There was no Sergio Busquets, whose command of the base of midfield is one of the lasting souvenirs of the peak Barcelona of Pep Guardiola’s management, now almost a decade ago.

Arturo Vidal, the warrior from Chile whom Messi has learned to appreciate for his gumption, had also been left out.

And Barcelona were wretched on Thursday. They fell behind to Osasuna, needed a Messi free-kick to equalise and then lost 2-1.

They knew La Liga was all but over even before their lifeless defeat but to go down with such whimper alarmed and angered the captain.

Messi’s verdict would be cutting. “We didn’t want or expect to finish La Liga this way,” he said, “but reflects the course of the whole year. We’ve been inconsistent, weak and we’ve been a team that, if you take us on with intensity and desire you can make it easy.”

He sounded like a man who will be relieved when the final whistle sounds at Alaves on Sunday, and Barcelona’s trophy-less domestic campaign is officially over.

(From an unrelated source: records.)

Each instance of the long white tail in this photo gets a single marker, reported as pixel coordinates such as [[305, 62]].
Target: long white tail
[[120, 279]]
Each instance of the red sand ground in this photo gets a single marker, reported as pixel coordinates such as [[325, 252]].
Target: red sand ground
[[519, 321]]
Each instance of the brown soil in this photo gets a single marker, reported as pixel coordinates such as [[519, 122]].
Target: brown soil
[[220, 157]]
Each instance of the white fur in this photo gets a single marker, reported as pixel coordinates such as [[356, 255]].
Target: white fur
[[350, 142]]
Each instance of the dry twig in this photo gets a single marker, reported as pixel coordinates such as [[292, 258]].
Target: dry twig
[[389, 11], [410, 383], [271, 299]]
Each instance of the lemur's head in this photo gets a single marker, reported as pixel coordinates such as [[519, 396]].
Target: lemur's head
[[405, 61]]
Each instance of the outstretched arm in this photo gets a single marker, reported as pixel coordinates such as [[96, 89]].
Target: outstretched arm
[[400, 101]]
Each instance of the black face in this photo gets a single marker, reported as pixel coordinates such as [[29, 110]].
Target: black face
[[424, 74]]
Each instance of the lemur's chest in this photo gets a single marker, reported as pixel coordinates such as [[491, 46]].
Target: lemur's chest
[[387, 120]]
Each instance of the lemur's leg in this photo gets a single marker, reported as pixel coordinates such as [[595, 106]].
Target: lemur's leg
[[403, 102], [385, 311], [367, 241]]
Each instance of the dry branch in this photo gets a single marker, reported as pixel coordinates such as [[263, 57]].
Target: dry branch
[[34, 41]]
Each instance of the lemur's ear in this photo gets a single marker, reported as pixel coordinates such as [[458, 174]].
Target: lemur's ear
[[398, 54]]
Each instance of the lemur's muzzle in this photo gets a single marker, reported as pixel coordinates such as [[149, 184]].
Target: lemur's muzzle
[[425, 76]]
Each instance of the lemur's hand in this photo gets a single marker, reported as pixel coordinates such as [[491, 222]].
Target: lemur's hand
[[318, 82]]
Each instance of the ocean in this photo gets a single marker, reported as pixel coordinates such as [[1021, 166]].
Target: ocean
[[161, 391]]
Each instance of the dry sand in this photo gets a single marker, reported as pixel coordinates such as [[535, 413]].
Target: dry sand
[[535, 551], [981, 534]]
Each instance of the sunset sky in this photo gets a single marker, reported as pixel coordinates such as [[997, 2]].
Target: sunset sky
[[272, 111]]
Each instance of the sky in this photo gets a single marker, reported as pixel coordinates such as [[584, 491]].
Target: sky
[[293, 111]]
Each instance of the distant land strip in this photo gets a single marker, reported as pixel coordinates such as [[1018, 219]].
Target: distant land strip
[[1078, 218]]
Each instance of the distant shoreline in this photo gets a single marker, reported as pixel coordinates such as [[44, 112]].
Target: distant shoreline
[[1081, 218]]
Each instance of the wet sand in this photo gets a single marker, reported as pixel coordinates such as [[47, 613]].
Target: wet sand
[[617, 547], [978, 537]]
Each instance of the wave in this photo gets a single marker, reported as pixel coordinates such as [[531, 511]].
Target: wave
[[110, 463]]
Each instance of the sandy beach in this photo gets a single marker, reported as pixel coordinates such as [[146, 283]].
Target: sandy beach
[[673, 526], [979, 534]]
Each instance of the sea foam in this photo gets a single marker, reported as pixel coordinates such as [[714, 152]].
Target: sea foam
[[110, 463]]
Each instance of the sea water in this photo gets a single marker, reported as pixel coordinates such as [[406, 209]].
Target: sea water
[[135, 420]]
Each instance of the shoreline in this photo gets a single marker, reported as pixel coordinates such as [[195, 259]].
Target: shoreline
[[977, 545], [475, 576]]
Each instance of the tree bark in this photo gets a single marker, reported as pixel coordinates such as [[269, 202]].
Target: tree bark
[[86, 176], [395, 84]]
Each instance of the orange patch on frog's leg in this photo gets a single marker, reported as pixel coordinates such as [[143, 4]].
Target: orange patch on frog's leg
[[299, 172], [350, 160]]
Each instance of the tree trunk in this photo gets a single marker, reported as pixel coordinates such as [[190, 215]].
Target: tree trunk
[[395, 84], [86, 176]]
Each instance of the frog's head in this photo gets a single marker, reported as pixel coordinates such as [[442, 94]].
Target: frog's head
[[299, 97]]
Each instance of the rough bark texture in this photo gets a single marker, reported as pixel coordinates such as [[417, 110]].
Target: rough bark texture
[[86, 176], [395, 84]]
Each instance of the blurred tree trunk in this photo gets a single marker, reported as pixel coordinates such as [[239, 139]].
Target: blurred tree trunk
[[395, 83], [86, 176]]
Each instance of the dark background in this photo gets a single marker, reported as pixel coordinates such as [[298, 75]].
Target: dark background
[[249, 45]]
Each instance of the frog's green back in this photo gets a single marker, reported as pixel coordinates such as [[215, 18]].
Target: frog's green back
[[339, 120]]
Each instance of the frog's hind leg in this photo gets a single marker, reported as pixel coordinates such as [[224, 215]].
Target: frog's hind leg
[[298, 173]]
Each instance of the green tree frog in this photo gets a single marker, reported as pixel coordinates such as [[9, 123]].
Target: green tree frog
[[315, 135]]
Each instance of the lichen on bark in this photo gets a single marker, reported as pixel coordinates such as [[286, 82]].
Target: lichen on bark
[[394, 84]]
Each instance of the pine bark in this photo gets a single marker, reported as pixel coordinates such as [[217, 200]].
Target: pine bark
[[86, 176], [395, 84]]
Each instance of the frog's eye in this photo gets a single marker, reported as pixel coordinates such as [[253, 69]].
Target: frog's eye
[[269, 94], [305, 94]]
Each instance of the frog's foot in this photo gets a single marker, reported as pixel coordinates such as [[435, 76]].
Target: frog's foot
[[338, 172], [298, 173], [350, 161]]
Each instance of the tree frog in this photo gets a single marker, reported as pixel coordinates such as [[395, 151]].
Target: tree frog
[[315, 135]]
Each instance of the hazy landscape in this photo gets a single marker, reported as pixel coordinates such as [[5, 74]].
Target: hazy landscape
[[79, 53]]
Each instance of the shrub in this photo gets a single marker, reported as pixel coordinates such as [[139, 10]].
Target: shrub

Messi has made little secret, either, of the fact he no longer sees many allies on the coaching staff at Barcelona, who appointed Quique Setien as manager in January, to replace two-times Liga winner Ernesto Valverde. “From January to now, things have gone very badly,” said the captain.

When Valverde was abruptly sacked, Barcelona were at the top of the table.

They were also in first place when football was suspended because of the Covid-19 pandemic in March, but it is very hard for Setien not to interpret Messi’s commentary as a reflection on his short tenure.

“There are things we agree on and things we don’t agree on,” Setien said yesterday of his captain, acknowledging that parachuting into Barcelona mid-season, after a long career that had never previously taken him to a club with ambitions to win league titles had presented special challenges.

“In this dressing-room there are players who have been winning everything for 15 years,” said the beleaguered Setien. “So it is completely different. Of course there have been moments where problems need solving.”

And the person pointing out the problems, more often than not, tends to be Messi.

He criticised the club’s recruitment back in the autumn when he suggested more effort might have been made to bring Neymar, with whom Messi formed a productive partnership and who was part of the last Barcelona forward line to win the Champions League in 2015, back to the club from PSG.

Messi then publicly called out sports director Eric Abidal for having indicated that the players had stopped responding positively to Valverde. It was not true, Messi said loud and clear.

Come March, vexed negotiations with the board over how to manage pay cuts during the shutdown ended with Messi countering what he and senior players thought were misleading briefings from Barcelona executives. "We as players are always the first to do what we can to help the club," he said.

Messi, in short, has never been more vocal in all his time as Barcelona's great icon. He has seldom sounded so pessimistic, either, about where this Barca sit in the game’s hierarchy.

If they do not raise their game by next month, when the Champions League resumes, “we will not beat Napoli”, Messi concluded as he looked back over their collapsed defence of the Spanish title. Barcelona are drawing 1-1 with Napoli halfway through their last-16 tie.

Whether Setien is still in charge for the rescheduled home leg, on August 8, looks in real doubt.

That Messi will still be at Barcelona in September is not. But whether he can stomach more than one further season as limp as 2019-20 is the question that preys on many minds at Camp Nou.